Ahhh…I know I can do it if I edit the privacy page directly.  What I want is 
for these to be lumped together on the moderation page.  So I don't have to go 
to the admin page, go to privacy, go to the proper place, and hand edit in a 
new domain name.  Because I can't guess what phrase spammers are going to use 
next for their domain name variations.

>> Okay, that's the wish list.  Now on to the bug.
>> 
>> The moderation panel click feature will add ANY email address to the filter 
>> lists upon request.  There is no check to see if it is a legit email address 
>> or not.  But if it adds a bad address, it breaks the filter.  The filter 
>> does still work, but it may not work for all the good addresses.  I'm not 
>> sure if it works up to the bad address and then stops.
> 
> 
> OK. This is a bug. I have entered it in the tracker at
> <https://bugs.launchpad.net/mailman/+bug/1187201> and I will fix it, but
> I'm not yet sure how. And the filter does continue to work for all
> addresses, even the bad ones.

Wonderful, thanks.

> That's my inclination for the fix. I.e. don't add the address to the
> filter and say why, but what else should or shouldn't be done. E.g.
> suppose this is one address out of 5 to be added from 5 posts. Do we
> abort the whole transaction, do everything else anyway or something in
> between.

Ideally it would accept the good addresses and reject the bad one and say which 
address was rejected and why.  But I would accept a total rejection as a 
solution if the former one was too much of a PITA to implement.  Even though it 
might mean repeating a couple minutes worth of work.  One note: the page allows 
you to discard an attempted post without putting the return address into a 
filter.  If I don't check a filter button when I discard a message, the message 
will simply disappear when i save the changes.  My concern is that I might lose 
the opportunity to add good addresses to the filter if the entire set is 
rejected.  I typically have 20-30 spam posts when I go through moderation (once 
a week or so since almost everyone on the mailing list is unmoderated (only 
newbies and a couple select individuals are on moderation)).

Another in-between solution might be to reject the "save changes" because there 
is an error but not partially process the messages or reset the button 
settings.  Ideally it would say what the error was.  This might be harder to 
program than the other ways, I don't really know.  My preference would be not 
to lose my work, however that manifests itself.  But whatever it takes to keep 
bad addresses out of the filter, that's the most important part.
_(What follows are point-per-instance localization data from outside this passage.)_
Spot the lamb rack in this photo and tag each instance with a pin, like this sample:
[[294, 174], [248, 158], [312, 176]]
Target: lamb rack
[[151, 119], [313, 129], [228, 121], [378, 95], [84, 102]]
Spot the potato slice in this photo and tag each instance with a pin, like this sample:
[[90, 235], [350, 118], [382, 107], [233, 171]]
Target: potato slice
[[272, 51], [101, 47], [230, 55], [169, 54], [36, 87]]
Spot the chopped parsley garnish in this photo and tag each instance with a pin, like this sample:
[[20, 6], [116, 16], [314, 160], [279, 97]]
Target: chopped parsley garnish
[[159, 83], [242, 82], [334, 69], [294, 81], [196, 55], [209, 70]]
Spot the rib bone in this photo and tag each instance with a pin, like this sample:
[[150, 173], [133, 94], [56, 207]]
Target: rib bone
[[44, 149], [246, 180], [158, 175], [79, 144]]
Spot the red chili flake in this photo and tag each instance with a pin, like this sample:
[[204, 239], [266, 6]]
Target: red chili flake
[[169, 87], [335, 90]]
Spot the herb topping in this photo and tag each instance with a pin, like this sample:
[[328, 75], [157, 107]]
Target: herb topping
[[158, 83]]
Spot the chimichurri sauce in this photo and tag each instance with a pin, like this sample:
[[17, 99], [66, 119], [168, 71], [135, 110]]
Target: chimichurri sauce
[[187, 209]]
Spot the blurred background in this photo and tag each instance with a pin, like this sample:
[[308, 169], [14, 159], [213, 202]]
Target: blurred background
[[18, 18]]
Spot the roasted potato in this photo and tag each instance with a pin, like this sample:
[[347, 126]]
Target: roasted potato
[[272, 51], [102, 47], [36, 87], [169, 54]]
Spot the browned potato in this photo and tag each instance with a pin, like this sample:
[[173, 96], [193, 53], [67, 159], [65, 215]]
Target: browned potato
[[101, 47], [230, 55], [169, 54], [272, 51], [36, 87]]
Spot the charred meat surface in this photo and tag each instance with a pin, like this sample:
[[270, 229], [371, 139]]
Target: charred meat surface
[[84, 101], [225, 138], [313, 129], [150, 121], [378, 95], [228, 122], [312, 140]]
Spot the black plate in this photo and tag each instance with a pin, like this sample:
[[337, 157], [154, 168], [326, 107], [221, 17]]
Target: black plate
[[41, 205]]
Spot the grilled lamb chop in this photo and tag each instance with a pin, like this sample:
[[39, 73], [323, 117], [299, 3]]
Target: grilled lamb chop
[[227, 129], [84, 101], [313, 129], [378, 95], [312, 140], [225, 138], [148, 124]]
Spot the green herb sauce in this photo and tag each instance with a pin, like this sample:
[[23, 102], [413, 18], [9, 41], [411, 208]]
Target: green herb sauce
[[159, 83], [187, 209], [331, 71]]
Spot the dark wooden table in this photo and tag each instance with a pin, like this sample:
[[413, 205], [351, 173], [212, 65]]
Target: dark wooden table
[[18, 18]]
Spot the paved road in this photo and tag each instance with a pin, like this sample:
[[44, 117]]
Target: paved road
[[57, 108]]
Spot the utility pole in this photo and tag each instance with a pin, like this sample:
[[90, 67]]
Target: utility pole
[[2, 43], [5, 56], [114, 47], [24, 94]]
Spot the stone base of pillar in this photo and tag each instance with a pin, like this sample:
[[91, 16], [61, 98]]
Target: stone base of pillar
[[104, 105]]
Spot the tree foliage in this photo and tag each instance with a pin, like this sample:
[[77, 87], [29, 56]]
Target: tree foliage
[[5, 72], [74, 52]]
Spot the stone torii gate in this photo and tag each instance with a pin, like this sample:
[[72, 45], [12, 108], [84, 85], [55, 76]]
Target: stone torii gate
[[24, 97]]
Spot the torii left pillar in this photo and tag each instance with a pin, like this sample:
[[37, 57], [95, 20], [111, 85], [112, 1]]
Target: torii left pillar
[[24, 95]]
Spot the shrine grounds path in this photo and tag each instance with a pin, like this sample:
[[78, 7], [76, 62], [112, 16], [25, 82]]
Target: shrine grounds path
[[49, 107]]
>> Also, when giving the error message, please say which address(es) is bad.
> 
> 
> I'll see if that can be done with only minor impact, although if the bug
> is fixed, there should be no bad addresses in the existing list, so it's
> less of a problem.

Nodding.

>> That's it for now.  I may not have been posting here for a long time but I'm 
>> still a happy Mailman user.
> 
> 
> Glad to hear it.

:-)

I'm looking forward to the changes and to Version 3.  Lord only knows when I'll 
get to see any of it since, as you might recall, I don't run Mailman myself, I 
have it through my ISP.  And they only upgrade when a new version is out of 
beta (and they think about it).

Thanks for all your help and for your excellent program!